[PATCH 07/13] migration: Pass in bql_held information from qemu_loadvm_state()

Peter Xu posted 13 patches 3 weeks, 1 day ago
Maintainers: Alex Williamson <alex@shazbot.org>, "Cédric Le Goater" <clg@redhat.com>, "Daniel P. Berrangé" <berrange@redhat.com>, Hailiang Zhang <zhanghailiang@xfusion.com>, Peter Xu <peterx@redhat.com>, Fabiano Rosas <farosas@suse.de>, Li Zhijian <lizhijian@fujitsu.com>
[PATCH 07/13] migration: Pass in bql_held information from qemu_loadvm_state()
Posted by Peter Xu 3 weeks, 1 day ago
Teach qemu_loadvm_state() and some of the internal functions to know
whether we're holding BQL or not.

So far, all the callers still always pass in TRUE, hence no functional
change expected.  But it may change in the near future.

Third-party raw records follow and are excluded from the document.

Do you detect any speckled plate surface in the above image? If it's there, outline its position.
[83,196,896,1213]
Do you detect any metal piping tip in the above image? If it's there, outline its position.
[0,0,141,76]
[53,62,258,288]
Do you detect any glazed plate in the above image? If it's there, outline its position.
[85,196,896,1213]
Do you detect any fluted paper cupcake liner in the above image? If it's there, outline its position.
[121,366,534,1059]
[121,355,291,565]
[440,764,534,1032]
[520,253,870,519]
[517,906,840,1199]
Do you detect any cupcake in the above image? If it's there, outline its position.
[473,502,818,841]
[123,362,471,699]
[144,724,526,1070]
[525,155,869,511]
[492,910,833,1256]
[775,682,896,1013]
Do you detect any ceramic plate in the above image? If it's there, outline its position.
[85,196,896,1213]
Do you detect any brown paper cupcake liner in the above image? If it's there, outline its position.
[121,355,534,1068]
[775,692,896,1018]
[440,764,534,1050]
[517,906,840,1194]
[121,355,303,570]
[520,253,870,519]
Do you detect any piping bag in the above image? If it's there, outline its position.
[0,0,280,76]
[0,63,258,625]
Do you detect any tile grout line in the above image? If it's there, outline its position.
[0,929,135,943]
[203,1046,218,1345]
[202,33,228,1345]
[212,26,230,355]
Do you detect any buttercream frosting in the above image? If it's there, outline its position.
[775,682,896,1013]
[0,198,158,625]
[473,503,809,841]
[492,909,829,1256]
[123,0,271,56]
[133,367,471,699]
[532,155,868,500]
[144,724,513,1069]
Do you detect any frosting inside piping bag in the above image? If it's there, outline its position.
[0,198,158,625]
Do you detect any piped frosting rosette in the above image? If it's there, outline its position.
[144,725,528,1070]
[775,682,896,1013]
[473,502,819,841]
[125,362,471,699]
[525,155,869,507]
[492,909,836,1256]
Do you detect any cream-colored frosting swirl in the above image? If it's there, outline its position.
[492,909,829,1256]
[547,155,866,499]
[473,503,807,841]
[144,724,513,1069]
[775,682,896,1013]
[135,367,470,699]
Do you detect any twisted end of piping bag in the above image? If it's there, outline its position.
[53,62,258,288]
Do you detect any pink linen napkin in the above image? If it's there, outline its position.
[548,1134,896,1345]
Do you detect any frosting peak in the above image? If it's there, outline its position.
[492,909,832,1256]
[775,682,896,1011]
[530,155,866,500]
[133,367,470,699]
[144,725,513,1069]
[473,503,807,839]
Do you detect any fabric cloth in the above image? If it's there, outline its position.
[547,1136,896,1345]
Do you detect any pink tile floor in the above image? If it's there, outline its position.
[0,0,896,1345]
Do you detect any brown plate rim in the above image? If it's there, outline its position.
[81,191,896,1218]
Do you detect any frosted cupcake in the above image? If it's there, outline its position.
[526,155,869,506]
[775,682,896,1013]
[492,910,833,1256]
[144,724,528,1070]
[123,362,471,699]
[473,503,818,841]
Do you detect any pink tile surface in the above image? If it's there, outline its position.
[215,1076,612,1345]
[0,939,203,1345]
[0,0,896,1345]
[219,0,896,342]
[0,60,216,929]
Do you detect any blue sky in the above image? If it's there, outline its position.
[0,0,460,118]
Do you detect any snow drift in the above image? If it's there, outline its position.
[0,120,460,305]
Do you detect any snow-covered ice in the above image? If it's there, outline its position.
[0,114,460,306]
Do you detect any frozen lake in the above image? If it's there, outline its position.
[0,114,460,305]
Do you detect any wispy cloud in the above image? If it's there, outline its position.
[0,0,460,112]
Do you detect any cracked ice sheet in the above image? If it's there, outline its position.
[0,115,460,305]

To reviewers: even if this is not functional change yet, it'll be the major
core functional change after we switch to threadified loadvm soon.  Please
Treat it as one to add explicit code to mark out which part of incoming
live migration would need to be executed always with the BQL, or would need
to be run always without BQL.

Signed-off-by: Peter Xu <peterx@redhat.com>
---
 migration/savevm.h    |  4 +--
 migration/colo.c      |  2 +-
 migration/migration.c |  2 +-
 migration/savevm.c    | 72 ++++++++++++++++++++++++++++++-------------
 4 files changed, 55 insertions(+), 25 deletions(-)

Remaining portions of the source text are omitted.